It was intended as a fighter plane for U.S.-allied countries. However, its capabilities proved that the F-5 can be used as a light MRF for the United States Air Force too. The F-5 also as "aggressor" units in the US Navy's Top Gun school due to its high maneuverability characteristics. We now talk about the Northrop F-5 Freedom Fighter or Tiger II.
One of the most enduring military aircraft designs ever introduced, Northrop Grumman Corporation’s F-5 tactical fighter series has served its customers over more than four decades. The F-5’s initial flight was July 31, 1963, at Edwards Air Force Base, Calif.
The F-5 is an agile, highly maneuverable, reliable supersonic fighter, combining advanced aerodynamic design, engine performance and low operating costs. More than 2,600 were built by Northrop Grumman and under co-production and licensing agreements with Canada, the Republic of China, the Republic of Korea, Spain and Switzerland.
From the F-5’s first delivery in 1964 to its final one in 1989, every aircraft was delivered on schedule, at or below the contract price, and with performance as promised.

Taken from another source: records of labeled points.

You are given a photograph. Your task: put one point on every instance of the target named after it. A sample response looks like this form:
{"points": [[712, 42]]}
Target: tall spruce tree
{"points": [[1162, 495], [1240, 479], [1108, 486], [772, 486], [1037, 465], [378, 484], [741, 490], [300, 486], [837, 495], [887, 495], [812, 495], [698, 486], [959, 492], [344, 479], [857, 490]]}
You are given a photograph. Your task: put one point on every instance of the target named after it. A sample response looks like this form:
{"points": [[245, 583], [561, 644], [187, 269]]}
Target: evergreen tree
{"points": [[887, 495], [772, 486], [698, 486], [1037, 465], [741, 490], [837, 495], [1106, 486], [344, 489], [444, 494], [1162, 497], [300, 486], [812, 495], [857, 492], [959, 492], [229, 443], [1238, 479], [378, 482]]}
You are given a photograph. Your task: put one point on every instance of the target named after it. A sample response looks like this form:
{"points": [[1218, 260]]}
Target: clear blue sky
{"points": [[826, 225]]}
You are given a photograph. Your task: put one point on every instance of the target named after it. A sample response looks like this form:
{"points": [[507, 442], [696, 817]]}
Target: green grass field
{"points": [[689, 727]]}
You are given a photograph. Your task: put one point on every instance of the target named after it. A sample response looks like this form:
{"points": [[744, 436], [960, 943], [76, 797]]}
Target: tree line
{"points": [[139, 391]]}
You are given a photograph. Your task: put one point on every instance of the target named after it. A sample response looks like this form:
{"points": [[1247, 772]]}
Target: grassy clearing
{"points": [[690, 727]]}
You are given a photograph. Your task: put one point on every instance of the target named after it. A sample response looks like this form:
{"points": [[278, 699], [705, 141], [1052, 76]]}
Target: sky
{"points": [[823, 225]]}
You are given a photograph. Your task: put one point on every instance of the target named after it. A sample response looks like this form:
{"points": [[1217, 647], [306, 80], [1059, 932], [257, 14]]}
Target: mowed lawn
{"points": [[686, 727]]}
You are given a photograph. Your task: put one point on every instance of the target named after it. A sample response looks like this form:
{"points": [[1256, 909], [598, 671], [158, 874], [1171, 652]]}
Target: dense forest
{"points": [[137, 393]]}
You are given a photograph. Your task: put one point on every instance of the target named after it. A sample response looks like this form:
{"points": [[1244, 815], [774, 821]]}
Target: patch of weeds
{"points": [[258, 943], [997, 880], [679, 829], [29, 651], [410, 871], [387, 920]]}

Approximately two-thirds of the original production F-5’s remain operational in 26 countries, including the United States. The U.S. Navy operates the F-5 in its adversary squadrons to simulate enemy aircraft in aerial combat training exercises. The U.S. Air Force used the F-5 in a similar training role.

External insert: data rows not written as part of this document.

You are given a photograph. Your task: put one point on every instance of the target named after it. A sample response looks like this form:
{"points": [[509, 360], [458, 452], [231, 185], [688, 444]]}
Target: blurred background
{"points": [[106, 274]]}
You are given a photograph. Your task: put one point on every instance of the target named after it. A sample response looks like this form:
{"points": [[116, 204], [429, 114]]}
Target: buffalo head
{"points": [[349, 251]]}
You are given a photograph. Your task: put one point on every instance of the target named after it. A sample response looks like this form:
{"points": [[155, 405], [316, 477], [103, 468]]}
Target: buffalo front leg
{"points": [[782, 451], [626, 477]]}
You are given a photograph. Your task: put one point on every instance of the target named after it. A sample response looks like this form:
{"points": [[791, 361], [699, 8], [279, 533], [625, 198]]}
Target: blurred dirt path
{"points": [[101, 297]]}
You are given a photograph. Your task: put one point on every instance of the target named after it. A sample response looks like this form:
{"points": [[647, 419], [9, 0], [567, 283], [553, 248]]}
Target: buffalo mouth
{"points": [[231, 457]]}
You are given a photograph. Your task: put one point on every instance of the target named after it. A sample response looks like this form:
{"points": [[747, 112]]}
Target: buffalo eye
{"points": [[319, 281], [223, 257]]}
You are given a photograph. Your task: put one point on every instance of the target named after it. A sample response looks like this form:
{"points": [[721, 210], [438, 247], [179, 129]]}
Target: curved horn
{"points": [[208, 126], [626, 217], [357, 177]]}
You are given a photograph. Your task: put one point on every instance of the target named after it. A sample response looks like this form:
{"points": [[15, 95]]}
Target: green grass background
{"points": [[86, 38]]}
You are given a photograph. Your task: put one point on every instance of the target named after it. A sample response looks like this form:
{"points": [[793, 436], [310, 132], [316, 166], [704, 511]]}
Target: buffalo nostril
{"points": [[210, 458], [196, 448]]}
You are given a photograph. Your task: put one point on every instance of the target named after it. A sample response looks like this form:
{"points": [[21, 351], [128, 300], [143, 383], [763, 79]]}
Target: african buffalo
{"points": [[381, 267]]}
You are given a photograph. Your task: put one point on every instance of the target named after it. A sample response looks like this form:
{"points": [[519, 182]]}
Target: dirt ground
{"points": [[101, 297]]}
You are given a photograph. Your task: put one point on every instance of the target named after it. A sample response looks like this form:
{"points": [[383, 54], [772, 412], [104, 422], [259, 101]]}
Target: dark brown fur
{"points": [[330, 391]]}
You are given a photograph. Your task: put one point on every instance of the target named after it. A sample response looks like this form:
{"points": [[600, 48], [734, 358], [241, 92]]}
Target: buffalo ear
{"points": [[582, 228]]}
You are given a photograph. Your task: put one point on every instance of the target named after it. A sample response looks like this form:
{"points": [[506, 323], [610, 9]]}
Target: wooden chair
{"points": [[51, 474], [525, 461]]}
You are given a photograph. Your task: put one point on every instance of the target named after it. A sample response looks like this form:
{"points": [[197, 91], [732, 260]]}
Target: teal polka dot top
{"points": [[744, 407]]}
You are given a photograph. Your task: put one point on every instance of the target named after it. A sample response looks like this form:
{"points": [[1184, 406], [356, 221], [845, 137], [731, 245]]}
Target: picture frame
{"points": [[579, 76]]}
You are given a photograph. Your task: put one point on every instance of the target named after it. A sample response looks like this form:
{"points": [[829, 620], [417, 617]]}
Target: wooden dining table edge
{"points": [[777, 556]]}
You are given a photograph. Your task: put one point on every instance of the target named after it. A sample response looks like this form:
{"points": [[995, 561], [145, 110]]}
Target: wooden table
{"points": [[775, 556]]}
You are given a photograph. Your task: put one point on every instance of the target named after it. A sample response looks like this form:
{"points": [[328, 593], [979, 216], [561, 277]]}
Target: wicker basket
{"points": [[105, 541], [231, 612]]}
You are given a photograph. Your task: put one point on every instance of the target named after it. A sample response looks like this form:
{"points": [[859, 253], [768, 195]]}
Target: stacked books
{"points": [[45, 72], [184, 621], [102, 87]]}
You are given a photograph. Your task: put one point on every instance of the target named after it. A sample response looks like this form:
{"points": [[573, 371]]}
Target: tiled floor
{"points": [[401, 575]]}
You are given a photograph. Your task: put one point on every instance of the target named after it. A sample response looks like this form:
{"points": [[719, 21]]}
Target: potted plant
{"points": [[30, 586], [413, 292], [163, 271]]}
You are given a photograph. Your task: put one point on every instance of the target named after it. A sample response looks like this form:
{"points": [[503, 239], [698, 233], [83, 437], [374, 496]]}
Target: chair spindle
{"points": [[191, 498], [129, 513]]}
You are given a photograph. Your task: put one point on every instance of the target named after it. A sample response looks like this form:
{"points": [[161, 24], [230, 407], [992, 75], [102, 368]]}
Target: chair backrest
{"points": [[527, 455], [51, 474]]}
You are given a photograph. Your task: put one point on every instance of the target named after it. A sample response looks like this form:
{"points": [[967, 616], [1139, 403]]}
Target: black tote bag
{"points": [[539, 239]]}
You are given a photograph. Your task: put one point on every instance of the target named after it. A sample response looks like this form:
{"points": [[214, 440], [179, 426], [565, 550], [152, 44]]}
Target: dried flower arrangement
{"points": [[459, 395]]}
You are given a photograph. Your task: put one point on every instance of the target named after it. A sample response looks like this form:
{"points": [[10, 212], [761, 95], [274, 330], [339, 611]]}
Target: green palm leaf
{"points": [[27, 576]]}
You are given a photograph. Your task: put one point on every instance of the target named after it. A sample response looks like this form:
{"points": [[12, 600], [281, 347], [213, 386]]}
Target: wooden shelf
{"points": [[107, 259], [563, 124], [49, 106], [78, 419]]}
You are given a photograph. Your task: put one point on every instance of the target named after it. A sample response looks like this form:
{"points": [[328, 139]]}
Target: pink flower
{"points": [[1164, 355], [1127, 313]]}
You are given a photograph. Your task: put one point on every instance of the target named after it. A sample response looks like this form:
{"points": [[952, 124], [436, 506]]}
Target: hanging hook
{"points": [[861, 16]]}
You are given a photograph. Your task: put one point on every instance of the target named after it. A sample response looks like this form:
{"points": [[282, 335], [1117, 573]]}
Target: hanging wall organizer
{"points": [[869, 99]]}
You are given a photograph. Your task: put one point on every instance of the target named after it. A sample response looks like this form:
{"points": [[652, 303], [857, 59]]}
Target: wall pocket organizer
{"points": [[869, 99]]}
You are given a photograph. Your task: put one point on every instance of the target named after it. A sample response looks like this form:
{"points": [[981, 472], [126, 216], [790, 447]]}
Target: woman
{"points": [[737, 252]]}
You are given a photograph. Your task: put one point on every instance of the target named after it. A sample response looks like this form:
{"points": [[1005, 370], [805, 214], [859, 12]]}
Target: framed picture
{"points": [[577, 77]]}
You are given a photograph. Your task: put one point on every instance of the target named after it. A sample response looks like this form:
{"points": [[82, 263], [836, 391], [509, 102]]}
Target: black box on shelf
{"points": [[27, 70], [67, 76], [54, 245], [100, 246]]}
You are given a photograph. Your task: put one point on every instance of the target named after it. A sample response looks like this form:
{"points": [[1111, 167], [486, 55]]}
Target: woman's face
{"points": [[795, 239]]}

As the original manufacturer, Northrop Grumman has the expertise in F-5 weapons systems integration and logistics to support the fleet for its projected life. The company can maintain and enhance the structural integrity of the airplane to ensure satisfactory, cost-effective structural integrity for the newly extended service life and at the more severe operational spectrums anticipated by countries operating the F-5.
Since two-thirds of F-5 user countries also operate F-16s, F/A-18s, F-15s or Mirage aircraft, the F-5’s role has shifted from a prime fighter to a lead-in trainer. Many of the international F-5 operators are considering (and some have committed to) basic structural life extension programs and avionics/subsystems upgrade packages to obtain an effective lead-in trainer with a modest investment.
Because this new projected role will extend the life of the F-5, Northrop Grumman has focused on a total system support plan approach that will ensure current F-5 users can obtain the necessary structure spare parts and systems upgrades.
The U.S. Air Force selected Northrop Grumman in 1995 as the manufacturer for 14 major structural elements and related replacement parts for international RF-5 (reconnaissance) and F-5 aircraft. Based on foreign military sales, the structural upgrade program contract covers all F-5 models and includes a new wing (with optional provisions for Maverick missiles), upper and lower cockpit longerons, horizontal stabilizers, specific fuselage bulkheads, dorsal longerons and engine inlet duct skins.
In addition to structural upgrades, Northrop Grumman expanded its F-5 spare parts business to include selected, quality companies as licensed suppliers of F-5 parts to provide a “one-stop shop” team for total support. This team is licensed to use Northrop Grumman F-5 data and technical support to provide each F-5 user with the highest quality, most affordable spares available.
Since 1999, Northrop Grumman has been under contract to the U.S. Navy to perform depot level maintenance for the Navy’s fleet of F-5E/F aircraft. This phased depot maintenance is performed at the company’s facility in St. Augustine, Fla.. The goal of the maintenance program is to provide structurally sound F-5 aircraft that will operate safely in the severe spectrum associated with the adversary role of the F-5 fleet. This activity, along with the Navy’s structural upgrade program, is being extended to include the additional F-5E aircraft that will permit the Navy to maintain its F-5 adversary capability in the future.
Based on the new role of the F-5 as a lead-in trainer aircraft, there is a need for additional two-place training aircraft. Northrop Grumman is offering a conversion kit that will modify a single cockpit F-5E aircraft to a dual cockpit F-5F aircraft. This conversion will replace the F-5E forward fuselage with a newly manufactured F-5F forward fuselage at the basic manufacturing attachment assembly point.
In addition to the basic structural upgrade and F-5F conversion programs, Northrop Grumman has provided subsystems upgrade retrofit kits that include an INS/GPS navigation system, an anti-skid brake system, and an onboard oxygen-generating system that reduces operating cost compared to the current liquid oxygen system.
Northrop Grumman continues to support F-5 user air forces with cost-effective support solutions through the U.S. Air Force (under foreign military sales agreements) and through direct contracts with the user air forces. Key to this technical assistance capability is the F-5 engineering and manufacturing team that has supported the F-5 fleet for more than 40 years.